为什么要对陆嘉怡的狗那么好,为什么要对陆嘉怡那么好。

为什么要给他们的狗起那个名字。

但她没动。

脚步像被铅灌住,重得移不开半分。

最后,终究是错开了身,逃似的冲出宠物店的大门。

雨下得很大。

从天空倾盆而下,裹着冷风,打在她脸上、脖颈、指尖。

直到冲进街头,站在人群间,辛霜才后知后觉地想起,自己原本是为了躲雨才走进那家店的。

她忘了。

就像她也快要忘了,他们曾经拥有的一切——包括那个不曾出世的小生命,还有那个曾在她怀里蹦蹦跳跳的小狗。

可季闵寒没有忘。他记得那个名字,记得那份牵挂,却是以另一种方式、在另一个人面前,重新演了一遍他们曾经拥有的一切。
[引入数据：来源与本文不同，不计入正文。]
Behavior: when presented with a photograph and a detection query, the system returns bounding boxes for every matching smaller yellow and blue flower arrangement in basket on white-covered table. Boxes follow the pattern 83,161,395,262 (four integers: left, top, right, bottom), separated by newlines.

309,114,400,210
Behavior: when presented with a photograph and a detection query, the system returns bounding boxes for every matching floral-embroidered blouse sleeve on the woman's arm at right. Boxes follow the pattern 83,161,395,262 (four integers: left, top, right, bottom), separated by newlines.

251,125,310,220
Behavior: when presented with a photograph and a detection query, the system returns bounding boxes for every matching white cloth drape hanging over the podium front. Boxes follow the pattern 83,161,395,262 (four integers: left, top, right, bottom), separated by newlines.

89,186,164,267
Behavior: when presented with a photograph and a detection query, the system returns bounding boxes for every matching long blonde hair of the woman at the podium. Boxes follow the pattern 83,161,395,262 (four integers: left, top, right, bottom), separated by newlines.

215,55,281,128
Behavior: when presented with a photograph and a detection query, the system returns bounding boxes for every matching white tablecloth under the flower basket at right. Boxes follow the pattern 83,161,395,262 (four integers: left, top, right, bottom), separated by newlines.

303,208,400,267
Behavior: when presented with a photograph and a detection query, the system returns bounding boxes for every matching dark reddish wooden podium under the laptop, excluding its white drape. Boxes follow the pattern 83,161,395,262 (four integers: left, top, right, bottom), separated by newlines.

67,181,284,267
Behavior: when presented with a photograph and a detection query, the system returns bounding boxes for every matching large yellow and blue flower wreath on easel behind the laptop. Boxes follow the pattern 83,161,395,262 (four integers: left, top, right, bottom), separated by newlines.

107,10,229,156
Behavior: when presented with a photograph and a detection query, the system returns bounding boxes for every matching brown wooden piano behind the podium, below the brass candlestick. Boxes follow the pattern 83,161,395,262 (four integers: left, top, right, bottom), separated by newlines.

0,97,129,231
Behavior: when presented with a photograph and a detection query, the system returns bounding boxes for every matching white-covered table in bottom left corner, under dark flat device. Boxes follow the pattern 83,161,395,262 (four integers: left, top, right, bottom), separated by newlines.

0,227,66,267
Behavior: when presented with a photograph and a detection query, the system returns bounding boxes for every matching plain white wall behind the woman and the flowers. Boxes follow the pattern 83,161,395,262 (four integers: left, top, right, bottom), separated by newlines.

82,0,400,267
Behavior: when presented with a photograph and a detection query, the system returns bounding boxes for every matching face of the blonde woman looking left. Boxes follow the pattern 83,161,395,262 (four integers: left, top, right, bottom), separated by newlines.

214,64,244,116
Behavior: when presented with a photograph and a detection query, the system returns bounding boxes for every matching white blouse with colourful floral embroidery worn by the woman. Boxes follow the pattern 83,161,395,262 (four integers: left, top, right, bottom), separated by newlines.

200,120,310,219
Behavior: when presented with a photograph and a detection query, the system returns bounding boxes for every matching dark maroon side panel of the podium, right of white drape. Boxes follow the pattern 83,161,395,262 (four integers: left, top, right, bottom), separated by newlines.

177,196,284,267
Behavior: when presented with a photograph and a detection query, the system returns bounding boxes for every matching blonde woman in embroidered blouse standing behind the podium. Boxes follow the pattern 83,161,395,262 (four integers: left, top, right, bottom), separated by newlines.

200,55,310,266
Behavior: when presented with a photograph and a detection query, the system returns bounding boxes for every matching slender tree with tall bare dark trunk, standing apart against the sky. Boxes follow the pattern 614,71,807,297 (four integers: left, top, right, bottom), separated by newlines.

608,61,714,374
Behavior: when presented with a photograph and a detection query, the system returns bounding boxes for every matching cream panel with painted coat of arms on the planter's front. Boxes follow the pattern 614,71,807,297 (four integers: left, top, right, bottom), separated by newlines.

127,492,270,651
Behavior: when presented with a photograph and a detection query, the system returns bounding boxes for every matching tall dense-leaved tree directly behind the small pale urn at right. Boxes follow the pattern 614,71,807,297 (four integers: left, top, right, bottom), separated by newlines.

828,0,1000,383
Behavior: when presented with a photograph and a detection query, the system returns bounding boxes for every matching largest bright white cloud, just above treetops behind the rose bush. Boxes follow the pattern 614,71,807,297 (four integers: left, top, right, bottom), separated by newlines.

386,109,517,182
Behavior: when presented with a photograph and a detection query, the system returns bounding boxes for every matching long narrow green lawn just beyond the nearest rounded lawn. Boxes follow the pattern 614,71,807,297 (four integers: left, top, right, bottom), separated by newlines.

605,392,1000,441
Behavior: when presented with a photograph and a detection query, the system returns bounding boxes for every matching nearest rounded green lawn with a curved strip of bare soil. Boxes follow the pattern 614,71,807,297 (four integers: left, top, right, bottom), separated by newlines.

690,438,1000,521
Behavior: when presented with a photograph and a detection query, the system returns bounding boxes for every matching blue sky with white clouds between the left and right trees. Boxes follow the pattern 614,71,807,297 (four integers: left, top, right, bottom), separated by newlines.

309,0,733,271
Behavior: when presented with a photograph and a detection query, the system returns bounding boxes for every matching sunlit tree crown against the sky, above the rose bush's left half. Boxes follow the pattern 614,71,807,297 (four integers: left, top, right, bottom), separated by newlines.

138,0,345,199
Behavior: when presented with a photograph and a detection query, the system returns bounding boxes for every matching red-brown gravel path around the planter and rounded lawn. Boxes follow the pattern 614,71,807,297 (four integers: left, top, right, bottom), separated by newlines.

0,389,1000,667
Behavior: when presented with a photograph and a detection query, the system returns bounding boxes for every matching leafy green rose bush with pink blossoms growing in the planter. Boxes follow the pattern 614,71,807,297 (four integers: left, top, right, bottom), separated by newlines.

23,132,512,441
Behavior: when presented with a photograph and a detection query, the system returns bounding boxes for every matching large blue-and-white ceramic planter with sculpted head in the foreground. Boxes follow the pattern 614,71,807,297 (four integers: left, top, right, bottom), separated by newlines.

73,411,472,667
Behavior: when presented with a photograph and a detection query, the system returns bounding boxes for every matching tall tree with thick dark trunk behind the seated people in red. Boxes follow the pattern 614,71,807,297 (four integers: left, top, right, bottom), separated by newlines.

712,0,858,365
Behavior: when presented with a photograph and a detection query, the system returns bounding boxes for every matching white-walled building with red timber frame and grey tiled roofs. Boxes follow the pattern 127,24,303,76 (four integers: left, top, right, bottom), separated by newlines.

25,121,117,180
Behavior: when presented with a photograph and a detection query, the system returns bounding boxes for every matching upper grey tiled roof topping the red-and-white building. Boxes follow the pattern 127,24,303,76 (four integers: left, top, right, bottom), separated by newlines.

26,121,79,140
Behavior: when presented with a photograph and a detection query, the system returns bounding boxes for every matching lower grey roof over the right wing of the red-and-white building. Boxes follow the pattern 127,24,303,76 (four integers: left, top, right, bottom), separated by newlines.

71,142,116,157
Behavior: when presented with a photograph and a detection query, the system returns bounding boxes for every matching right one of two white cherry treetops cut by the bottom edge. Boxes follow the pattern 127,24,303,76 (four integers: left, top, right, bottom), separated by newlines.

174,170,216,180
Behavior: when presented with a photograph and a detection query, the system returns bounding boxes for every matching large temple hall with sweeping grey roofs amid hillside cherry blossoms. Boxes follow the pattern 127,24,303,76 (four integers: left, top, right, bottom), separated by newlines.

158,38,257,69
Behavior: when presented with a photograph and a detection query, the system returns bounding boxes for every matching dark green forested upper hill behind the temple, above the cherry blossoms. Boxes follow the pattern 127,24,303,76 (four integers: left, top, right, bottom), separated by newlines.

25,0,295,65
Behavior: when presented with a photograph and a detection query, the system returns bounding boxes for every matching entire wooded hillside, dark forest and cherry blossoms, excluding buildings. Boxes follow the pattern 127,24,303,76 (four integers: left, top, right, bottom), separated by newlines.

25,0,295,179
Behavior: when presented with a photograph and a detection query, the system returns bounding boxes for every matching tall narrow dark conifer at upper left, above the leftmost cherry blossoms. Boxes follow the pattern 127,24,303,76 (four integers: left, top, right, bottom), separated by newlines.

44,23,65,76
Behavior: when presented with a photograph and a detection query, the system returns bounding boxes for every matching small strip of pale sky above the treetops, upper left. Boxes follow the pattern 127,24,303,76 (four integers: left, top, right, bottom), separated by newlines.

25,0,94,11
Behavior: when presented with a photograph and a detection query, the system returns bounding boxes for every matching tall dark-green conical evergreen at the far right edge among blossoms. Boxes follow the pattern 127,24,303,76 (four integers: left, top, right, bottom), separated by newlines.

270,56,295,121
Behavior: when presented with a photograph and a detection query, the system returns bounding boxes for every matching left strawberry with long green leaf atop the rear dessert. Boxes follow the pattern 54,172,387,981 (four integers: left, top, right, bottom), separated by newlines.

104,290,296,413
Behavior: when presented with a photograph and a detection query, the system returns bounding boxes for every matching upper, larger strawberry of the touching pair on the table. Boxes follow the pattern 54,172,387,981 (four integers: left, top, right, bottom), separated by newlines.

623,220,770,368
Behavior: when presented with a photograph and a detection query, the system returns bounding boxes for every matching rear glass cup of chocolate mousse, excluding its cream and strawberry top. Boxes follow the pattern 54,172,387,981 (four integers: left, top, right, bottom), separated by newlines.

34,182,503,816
辛霜抬头看,南城的天灰蒙蒙的,雨幕重得像要压垮整座城市。

街上的行人撑着伞,形色匆匆,唯独她站在原地,一身湿透,像个异类。

雨落在她睫毛上,顺着脸颊流下来。

也许是雨,也许是泪,辛霜已经分不清了。

她只知道,那根曾经以为已经愈合的刺,此刻却狠狠地翻了出来,连着血和肉,将她内心深处那点脆弱,彻底撕碎。